老化防止や年齢管理に関する専門医学は、15年前に私たちが「老化の原因の多くがホルモン欠乏症に起因する」という考えに至るまで、存在しませんでした。この事実を受け入れた一部の医学部で抗加齢医学を教え始めたことから、若い医学生は老化の原因とホルモン欠乏症の相関性を当然のことと考えていますが、年配の医師の中には、何十年も前に自分達が学んだことと相容れないために、未だに当惑される方もいます。私は、医学界の多くを占めるこのような保守派の医師達によって、正しい理論が簡単に退けられることに納得がいきません。

私は、急速に変化する医学についていけない多くの開業医を疑ってかかるべきであり、特に、ほとんどの内科医の予防薬に関する知識が70年代から80年代で止まっている事実を考慮する必要があると考えます。
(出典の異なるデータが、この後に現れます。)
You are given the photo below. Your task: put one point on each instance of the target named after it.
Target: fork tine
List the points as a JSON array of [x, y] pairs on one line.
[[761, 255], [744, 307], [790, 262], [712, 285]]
私の主張が疑わしいと思う人は、あなたの担当医がどういった予防策を推奨しているか確認してみてください。恐らく、喫煙、定期的な運動、健康な食事といった、既に25年前から知られていることしか言わないでしょう。劇的に変わる医学を否定する人は、不必要な病気や早老から逃れられない運命にあります。

 

先進的な考え‐ビタミンC‐すべての細胞を構成する成分

老化の根源1~4では、多くの栄養素、ホルモン、ペプチドが老化を予防するだけでなく、逆転も可能なことを強調してきましたが、ここでは、健康と質のよい睡眠に欠かせない栄養素であるホスファチジルコリン(PC)について述べたいと思います。細胞膜の85%を占めるホスファチジルセリンは、健康と老化に関して、極めて重要な役割を果たしています。

 

ホスファチジルセリンの機能

双性イオン(1分子内に正電荷と負電荷を持つ分子)が含まれるホスファチジルコリンは、親水性でありながら、脂肪親和性も強いという特異的性質のおかげで、細胞機能に欠かせない他の重要物質と相互作用するために、細胞膜を横切って細胞内部に分子を届けることができます。つまり、ホスファチジルセリンは、すべての細胞と人体全体の内部作用に、即座にアクセスできるのです。
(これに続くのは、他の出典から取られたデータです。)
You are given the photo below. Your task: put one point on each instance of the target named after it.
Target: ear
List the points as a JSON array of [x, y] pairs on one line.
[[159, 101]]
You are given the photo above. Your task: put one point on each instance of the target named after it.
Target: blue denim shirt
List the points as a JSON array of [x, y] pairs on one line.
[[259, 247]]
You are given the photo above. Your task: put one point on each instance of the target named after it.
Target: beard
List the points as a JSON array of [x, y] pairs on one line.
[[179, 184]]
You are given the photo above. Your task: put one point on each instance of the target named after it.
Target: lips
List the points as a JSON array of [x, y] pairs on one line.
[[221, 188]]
すべての細胞膜の本質的な構成成分であるホスファチジルコリンは、老化、放射線、化学腐食、あるいはフリーラジカルによる攻撃によって損害を受けます(ACF228)。私たちの身体には、特に老化による損害を被ったホスファチジルコリンを新しいものに取り替える修理メカニズムが備わっていますが、マグネシウムやCoQ10といった栄養素や、成長ホルモン、インスリン様成長因子1、ヒドロコルチゾン、サイロイド、テストステロン、エストラジオールといったホルモンが十分でなければ機能しません。

 

私がホスファチジルコリンの補足を推奨する理由

人体を構成する物質がほぼ7年毎に入れ替わっていることから、私たちの細胞、骨、組織では、新しいものを形成する(同化作用)ために、古いものが破壊されています(異化作用)。ヒドロコルチゾンが異化作用の多くを請け負う一方で、同化作用のほとんどがDHEA、テストステロン、エストラジオール、HGH、IGF-1といった蛋白同化ホルモンによって誘発されます。しかしながら、新しい細胞の形成には、マグネシウム、CoQ10、総合ビタミン、脂肪酸、さまざまな老化防止栄養素(ACF228)に加えて、最も重要なホスファチジルコリンを欠くことができません。
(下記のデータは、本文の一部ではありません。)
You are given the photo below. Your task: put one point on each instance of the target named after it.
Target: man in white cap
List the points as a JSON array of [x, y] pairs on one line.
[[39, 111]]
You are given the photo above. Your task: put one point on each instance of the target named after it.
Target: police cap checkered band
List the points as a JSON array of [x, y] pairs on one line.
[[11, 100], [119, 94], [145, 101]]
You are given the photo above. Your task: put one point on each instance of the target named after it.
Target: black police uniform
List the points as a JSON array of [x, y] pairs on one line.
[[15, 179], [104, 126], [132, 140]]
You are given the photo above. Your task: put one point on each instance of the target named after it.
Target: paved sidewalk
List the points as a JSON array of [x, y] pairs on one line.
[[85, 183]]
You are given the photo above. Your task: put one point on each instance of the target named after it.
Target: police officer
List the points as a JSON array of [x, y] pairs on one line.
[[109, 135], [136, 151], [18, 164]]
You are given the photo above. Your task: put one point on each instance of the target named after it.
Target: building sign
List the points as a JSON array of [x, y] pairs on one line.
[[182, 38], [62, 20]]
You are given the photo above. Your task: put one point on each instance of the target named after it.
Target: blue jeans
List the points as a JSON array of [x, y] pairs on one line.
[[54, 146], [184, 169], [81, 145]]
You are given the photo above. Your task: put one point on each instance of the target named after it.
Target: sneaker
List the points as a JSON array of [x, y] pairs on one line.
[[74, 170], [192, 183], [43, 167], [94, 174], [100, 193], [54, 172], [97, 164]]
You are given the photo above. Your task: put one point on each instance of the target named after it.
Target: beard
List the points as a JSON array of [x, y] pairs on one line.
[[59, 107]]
実際にホスファチジルコリンを補足することで、以下のような健康強化が起こります。

  1. 老化した脳の記憶特性を増強。
  2. 粘膜の回復による胃腸機能の改善。
  3. 肝臓機能、腎臓機能、代謝、解毒の活性化。
  4. 脂質のバランスをよくしてコレステロール動員を改善。
  5. 冠状動脈、末梢神経、脳血流の改善。
  6. 細胞膜成分(特にリン脂質とコレステロール)のバランスを調整。
  7. 神経単位膜の硬直によって減少したニューロン機能の改善。
  8. リン脂質と脂肪酸のバランスを改善することで皮膚の機能と健康を回復。
  9. リン脂質と脂肪酸のバランスを改善することで胆汁機能を回復。
  10. ACF228とともに過酸化反応を縮小。
  11. 脳と中枢神経系に対する細胞保護効果。

 

ホルモンで回転率を高めて身体を再建

老化した身体の回復にとって重要なホスファチジルコリンを欠いたホルモン補充療法は、効率的に作用しない恐れがあります。私は、7年で入れ替わる私たちの身体の再建と再利用に、ホスファチジルコリンやDHEAなどのホルモンの補足が必要であると確信していますが、残念ながら、現在の老化防止治療では見過ごされがちな栄養素であると言えるでしょう。